A privilege Escalation Attack is a method to steal information by first gaining lower-level access to your network.
An attacker can gain access to the network using a non-admin user account, and the next step would be to gain administrative privilege.
A privilege Escalation Attack is an act of exploiting a bug, design flaw, or configuration oversight in an operating system or software application to gain elevated access to resources
That are normally protected from an application or user that takes advantage of programming errors or design flaws to grant the attacker elevated access to the network and its associated data and applications.
Not every Privilege Escalation Attack will initially provide an unauthorized user with full access to the targeted system.
In those circumstances, privilege escalation is required.

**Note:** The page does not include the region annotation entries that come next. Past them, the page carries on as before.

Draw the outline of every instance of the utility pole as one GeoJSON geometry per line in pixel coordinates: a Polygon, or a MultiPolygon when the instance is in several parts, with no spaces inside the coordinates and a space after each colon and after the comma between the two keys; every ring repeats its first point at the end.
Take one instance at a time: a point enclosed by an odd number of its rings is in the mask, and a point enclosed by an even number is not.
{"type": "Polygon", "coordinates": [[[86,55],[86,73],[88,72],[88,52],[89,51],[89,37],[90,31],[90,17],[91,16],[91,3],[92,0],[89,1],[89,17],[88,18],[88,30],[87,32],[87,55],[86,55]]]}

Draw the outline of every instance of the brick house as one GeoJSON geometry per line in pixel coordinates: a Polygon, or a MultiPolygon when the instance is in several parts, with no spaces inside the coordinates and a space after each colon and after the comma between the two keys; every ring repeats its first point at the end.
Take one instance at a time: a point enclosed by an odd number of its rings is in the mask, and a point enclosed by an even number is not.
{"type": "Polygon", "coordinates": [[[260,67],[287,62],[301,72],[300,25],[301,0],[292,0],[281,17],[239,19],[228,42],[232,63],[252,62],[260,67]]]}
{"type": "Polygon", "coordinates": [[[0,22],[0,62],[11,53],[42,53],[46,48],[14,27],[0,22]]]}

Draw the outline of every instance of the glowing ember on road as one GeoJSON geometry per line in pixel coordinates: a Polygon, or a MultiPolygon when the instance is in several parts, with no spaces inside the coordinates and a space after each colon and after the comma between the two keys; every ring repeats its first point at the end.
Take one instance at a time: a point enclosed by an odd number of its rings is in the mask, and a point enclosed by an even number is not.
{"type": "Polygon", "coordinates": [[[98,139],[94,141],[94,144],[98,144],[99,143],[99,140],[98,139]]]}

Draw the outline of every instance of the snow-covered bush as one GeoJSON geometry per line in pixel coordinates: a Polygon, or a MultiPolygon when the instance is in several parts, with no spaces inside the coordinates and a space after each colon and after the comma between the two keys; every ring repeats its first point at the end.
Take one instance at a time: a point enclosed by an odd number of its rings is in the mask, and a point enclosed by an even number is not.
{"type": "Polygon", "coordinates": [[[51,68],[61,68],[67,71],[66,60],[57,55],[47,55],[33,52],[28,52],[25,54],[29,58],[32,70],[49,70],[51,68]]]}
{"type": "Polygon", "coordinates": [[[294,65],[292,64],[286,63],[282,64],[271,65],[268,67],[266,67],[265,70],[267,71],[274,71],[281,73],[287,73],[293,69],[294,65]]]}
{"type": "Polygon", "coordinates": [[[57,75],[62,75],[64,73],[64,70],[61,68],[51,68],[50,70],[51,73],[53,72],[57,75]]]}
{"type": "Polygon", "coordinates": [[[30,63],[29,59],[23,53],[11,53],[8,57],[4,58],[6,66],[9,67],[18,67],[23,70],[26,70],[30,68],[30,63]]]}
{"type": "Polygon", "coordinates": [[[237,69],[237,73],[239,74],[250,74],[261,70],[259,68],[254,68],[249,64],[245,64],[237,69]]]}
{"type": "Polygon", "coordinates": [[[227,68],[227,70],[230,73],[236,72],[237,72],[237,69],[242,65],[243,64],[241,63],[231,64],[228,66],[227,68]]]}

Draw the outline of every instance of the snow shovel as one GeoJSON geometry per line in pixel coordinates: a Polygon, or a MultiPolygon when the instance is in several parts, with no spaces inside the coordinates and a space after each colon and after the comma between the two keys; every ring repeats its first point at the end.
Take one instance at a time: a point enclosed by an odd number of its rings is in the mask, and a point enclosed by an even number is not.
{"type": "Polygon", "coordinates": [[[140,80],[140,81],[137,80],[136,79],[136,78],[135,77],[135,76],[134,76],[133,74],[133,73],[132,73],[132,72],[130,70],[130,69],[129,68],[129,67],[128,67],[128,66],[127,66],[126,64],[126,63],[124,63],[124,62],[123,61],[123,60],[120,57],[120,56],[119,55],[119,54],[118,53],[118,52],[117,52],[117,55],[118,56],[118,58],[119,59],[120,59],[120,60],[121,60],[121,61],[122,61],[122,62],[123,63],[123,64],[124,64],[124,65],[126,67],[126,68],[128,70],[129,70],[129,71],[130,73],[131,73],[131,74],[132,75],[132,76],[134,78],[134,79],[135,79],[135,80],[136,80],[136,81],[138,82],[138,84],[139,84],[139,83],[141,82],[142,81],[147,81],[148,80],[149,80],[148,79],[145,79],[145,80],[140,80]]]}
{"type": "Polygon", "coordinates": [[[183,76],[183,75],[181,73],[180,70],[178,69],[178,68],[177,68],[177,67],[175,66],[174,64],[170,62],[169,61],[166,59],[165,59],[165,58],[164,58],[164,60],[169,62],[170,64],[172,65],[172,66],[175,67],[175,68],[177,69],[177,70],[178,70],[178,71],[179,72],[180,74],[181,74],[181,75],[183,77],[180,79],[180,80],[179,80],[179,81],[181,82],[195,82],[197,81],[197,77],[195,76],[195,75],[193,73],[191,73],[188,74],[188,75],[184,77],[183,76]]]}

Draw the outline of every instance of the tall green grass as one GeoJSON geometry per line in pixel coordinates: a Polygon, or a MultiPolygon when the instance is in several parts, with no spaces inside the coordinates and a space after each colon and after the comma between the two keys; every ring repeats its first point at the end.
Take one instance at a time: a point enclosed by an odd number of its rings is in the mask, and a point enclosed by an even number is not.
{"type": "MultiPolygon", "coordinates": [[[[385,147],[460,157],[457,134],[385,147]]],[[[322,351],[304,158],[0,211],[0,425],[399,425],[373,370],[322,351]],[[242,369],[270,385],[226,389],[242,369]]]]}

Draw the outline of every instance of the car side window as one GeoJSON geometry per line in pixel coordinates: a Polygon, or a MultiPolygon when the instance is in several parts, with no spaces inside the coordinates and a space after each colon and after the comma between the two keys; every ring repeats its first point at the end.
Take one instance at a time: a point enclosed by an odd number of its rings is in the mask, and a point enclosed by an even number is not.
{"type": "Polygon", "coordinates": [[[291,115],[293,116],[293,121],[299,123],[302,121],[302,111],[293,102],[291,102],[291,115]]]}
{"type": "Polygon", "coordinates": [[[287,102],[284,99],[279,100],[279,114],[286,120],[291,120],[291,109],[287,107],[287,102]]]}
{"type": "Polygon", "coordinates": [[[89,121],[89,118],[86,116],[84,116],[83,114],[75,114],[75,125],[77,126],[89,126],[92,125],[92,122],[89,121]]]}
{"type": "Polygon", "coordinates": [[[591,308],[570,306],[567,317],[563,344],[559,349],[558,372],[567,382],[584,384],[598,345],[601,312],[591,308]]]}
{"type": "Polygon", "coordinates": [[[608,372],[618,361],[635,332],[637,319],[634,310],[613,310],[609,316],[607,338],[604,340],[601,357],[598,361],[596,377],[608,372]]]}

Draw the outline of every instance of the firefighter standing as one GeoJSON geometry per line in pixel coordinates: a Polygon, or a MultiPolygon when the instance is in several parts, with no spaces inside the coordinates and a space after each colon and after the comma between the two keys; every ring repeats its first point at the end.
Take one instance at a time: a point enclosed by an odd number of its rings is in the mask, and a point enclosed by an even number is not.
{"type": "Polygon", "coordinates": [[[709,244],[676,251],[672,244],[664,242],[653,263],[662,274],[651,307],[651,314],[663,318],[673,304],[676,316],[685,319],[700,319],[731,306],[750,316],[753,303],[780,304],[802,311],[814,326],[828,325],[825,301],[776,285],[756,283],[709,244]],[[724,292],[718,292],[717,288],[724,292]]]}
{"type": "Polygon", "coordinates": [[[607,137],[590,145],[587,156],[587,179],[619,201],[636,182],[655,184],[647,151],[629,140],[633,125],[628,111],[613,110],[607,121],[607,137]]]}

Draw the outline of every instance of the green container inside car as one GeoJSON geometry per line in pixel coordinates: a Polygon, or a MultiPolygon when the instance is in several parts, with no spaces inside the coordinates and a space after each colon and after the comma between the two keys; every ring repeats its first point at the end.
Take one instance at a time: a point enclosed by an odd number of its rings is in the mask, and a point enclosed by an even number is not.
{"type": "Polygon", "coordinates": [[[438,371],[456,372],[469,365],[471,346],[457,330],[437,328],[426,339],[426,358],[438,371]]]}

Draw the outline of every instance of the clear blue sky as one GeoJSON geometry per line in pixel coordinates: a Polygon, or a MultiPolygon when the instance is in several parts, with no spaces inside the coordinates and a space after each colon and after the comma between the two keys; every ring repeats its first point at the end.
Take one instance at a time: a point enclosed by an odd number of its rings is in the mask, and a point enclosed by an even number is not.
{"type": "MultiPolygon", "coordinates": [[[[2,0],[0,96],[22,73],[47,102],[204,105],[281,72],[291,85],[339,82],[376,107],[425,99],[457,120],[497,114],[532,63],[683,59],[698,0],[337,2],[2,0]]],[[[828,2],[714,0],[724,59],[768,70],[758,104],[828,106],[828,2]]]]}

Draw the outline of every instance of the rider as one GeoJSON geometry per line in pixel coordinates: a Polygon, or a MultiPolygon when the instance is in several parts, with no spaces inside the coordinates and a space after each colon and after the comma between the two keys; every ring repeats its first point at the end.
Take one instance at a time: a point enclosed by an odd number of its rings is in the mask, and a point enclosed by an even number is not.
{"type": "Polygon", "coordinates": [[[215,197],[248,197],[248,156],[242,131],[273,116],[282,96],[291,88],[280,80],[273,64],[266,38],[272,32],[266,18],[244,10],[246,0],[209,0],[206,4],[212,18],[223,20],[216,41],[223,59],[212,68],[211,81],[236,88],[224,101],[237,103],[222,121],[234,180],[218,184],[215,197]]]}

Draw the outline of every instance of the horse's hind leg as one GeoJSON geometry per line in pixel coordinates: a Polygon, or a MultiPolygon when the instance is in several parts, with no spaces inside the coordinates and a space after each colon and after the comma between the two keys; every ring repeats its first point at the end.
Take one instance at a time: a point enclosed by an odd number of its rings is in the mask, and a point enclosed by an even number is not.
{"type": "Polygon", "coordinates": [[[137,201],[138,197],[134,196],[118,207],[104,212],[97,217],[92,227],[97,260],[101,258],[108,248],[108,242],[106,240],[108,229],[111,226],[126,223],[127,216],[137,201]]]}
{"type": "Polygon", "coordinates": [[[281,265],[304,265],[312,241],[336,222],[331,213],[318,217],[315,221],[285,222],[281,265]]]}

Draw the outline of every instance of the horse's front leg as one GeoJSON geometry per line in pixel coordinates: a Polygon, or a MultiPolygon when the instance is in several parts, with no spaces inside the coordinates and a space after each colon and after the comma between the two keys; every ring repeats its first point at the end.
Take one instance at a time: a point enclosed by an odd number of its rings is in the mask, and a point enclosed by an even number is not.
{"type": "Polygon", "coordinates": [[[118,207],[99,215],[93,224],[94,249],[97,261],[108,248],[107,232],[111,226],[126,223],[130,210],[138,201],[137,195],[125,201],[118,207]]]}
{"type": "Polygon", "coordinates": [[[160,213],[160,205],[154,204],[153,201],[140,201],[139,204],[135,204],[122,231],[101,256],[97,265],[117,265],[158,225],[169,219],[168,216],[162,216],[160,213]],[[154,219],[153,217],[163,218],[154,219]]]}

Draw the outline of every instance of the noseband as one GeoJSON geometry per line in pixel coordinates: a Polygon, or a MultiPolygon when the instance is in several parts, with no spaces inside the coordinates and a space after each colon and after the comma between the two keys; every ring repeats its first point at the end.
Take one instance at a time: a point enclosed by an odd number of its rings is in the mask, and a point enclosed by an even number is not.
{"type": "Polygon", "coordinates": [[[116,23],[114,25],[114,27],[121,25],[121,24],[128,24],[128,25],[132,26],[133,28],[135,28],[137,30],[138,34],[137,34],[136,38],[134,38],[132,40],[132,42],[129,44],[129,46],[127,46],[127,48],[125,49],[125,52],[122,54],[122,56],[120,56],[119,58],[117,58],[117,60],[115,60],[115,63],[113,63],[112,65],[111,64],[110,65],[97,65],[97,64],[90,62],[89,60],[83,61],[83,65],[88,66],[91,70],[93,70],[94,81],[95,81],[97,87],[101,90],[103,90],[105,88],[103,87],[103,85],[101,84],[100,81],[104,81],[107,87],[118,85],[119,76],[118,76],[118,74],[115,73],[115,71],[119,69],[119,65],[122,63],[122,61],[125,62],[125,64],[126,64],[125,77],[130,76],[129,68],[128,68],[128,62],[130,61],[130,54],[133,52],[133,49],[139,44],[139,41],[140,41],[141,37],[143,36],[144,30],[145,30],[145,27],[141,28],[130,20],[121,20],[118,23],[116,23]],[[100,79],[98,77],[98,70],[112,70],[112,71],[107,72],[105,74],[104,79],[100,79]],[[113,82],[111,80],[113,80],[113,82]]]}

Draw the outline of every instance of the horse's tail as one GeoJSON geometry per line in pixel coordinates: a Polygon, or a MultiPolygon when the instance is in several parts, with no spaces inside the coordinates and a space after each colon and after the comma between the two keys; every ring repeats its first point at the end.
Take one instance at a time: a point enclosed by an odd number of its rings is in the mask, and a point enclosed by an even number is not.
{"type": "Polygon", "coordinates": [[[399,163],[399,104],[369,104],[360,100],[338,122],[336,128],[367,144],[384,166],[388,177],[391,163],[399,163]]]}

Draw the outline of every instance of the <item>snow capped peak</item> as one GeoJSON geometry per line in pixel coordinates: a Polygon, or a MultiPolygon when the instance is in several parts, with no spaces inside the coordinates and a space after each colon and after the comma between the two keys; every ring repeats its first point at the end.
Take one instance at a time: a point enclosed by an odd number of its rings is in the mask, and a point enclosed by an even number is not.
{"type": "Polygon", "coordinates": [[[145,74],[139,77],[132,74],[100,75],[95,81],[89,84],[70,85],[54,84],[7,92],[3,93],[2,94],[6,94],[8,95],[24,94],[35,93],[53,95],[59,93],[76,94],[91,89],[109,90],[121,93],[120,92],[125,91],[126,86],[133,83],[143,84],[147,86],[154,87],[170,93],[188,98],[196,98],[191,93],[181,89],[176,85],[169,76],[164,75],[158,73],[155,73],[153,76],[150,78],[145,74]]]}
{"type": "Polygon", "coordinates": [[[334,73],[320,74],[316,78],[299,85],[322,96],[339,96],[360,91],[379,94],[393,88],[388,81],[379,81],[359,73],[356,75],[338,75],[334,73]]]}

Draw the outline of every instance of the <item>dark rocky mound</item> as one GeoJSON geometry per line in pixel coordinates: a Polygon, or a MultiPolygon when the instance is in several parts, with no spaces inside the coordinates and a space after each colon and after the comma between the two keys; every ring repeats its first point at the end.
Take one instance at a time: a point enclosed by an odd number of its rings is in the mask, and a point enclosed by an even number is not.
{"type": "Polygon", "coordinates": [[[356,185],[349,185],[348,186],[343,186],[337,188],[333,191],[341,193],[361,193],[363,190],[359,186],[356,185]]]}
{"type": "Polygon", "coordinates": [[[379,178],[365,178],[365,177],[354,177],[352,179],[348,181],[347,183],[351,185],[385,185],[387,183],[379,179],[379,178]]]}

Successful privilege escalation attacks grant hackers privileges that normal users don’t have.
Escalation of Privileges
- Horizontal Privilege Escalation occurs when a malicious user attempts to access resources and functions that belong to peer users, who have similar access permissions.
- Vertical privilege escalation requires the attacker to grant himself higher privileges. This Privilege Escalation Attack is typically achieved by performing kernel-level operations that allow the attacker to run unauthorized code. In most Privilege Escalation Attacks, the hacker first logs in with a low-end user account. Then he can search for exploitable flaws in the system that can be used to elevate his privileges.
Elements of the Privilege Escalation Attack
There are two key components of Windows that are behind an elevation of privilege attack access tokens and the SID History.
The access token is basically a list of the user’s SID and the SIDs of any groups of which the user may be a member.
The SID History is an Active Directory attribute that tracks the changes of an object’s SID as the object moves from one domain to another.
When a user logs into the system, the user’s access token will contain his or her present SID, the SIDs of any groups that he or she may belong to, and any SIDs that were previously associated with the user account through the SID History.
Added together, these two elements determine whether the user can access the network and what level of access he or she will have.